The gems of Mea Culpa are the 9-year-old mare Dollar Poker (a full sister to Silver Charm) in foal to Skip Away; the 10-year-old mare Mz. Zill Bear (three-time Maryland Million winner) in foal to Dehere; the 17-year-old mare Silver Mink (Mz. Zill Bear's mother) in foal to Banker's Gold, and half interest in Secret Firm, the graded-stakes-winning sprinter in training with H. Graham Motion.
"There'll be national, if not global, interest in those mares," said Mason Grasty, executive vice president of Fasig-Tipton Midlantic.
De Francis likes TV move
Joe De Francis, president and CEO of the Maryland Jockey Club, said he's "thrilled, absolutely thrilled" with the deal moving the Triple Crown races from ABC to NBC beginning in 2001.
Reported at $51.5 million for five years, the deal puts additional money into the pockets of De Francis' company, but also virtually guarantees additional viewers.
In the past on ABC, the Kentucky Derby, Preakness and Belmont Stakes competed with NBA playoff games on NBC.
"Having the NBA be a lead-in as opposed to competition is huge, especially for the Preakness," De Francis said.
"The Preakness has been up against Game 6 or 7 of the second round of the playoffs. This is like a double bonus, getting rid of the competition and then using it to your advantage."
Ky. eases policy on drug
The Kentucky Racing Commission has eased restrictions on the drug clenbuterol, allowing horses to be treated 72 hours before a race with the controversial bronchodilator.
The new rules also allow horses to race with trace levels of the drug in their systems.
Once again, Kentucky has reinforced its reputation as the most permissive state in regulating -- or failing to regulate, depending upon your point of view -- equine medication.
In other states clenbuterol, which supposedly helps horses breathe by clearing mucus from their lungs, is not allowed to be present in a horse's system on race day.
In Maryland, the standard for administering the drug is seven days before a race.
Tom Lomangino, chemist for the Maryland Racing Commission, said he absolutely opposes any easing of restrictions in this state.
The limited research done so far has yet to prove that clenbuterol does not affect a horse's performance, he said.
Alan Foreman, the force behind MATCH (Mid-Atlantic Thoroughbred Championships), has already turned his attention to next year's series -- one week after the dramatic conclusion of the third MATCH season.

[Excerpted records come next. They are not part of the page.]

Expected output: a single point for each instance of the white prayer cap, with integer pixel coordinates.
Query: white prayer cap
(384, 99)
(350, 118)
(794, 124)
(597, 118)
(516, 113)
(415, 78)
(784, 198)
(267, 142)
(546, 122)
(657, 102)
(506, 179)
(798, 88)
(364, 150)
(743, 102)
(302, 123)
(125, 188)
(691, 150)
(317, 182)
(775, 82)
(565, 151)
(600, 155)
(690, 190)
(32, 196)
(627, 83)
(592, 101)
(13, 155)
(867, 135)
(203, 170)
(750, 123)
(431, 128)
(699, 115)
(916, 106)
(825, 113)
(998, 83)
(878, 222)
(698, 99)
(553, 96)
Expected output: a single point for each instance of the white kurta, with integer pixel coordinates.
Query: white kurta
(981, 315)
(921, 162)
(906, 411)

"I'm going to move forward under the assumption that there will be a series next year," he said. "We're prepared to move forward without Philadelphia if that's their choice."
Horsemen at Philadelphia Park have expressed dissatisfaction with Foreman and the MATCH series.
William M. Backer collected a $100,000 bonus after his Crab Grass won the championship as well as $25,000 for his mare's winning her division.
Owner of Smitten Farm in Virginia, Backer is a retired advertising executive. He created the ads, "It's Miller Time" and "I'd like to buy the world a Coke."
Bonuses in each division were distributed this way; $25,000 to the winning owner, $15,000 to the runner-up owner, $10,000 to the third-place owner, $15,000 to the winning trainer, $10,000 to the runner-up trainer and $5,000 to the third-place trainer.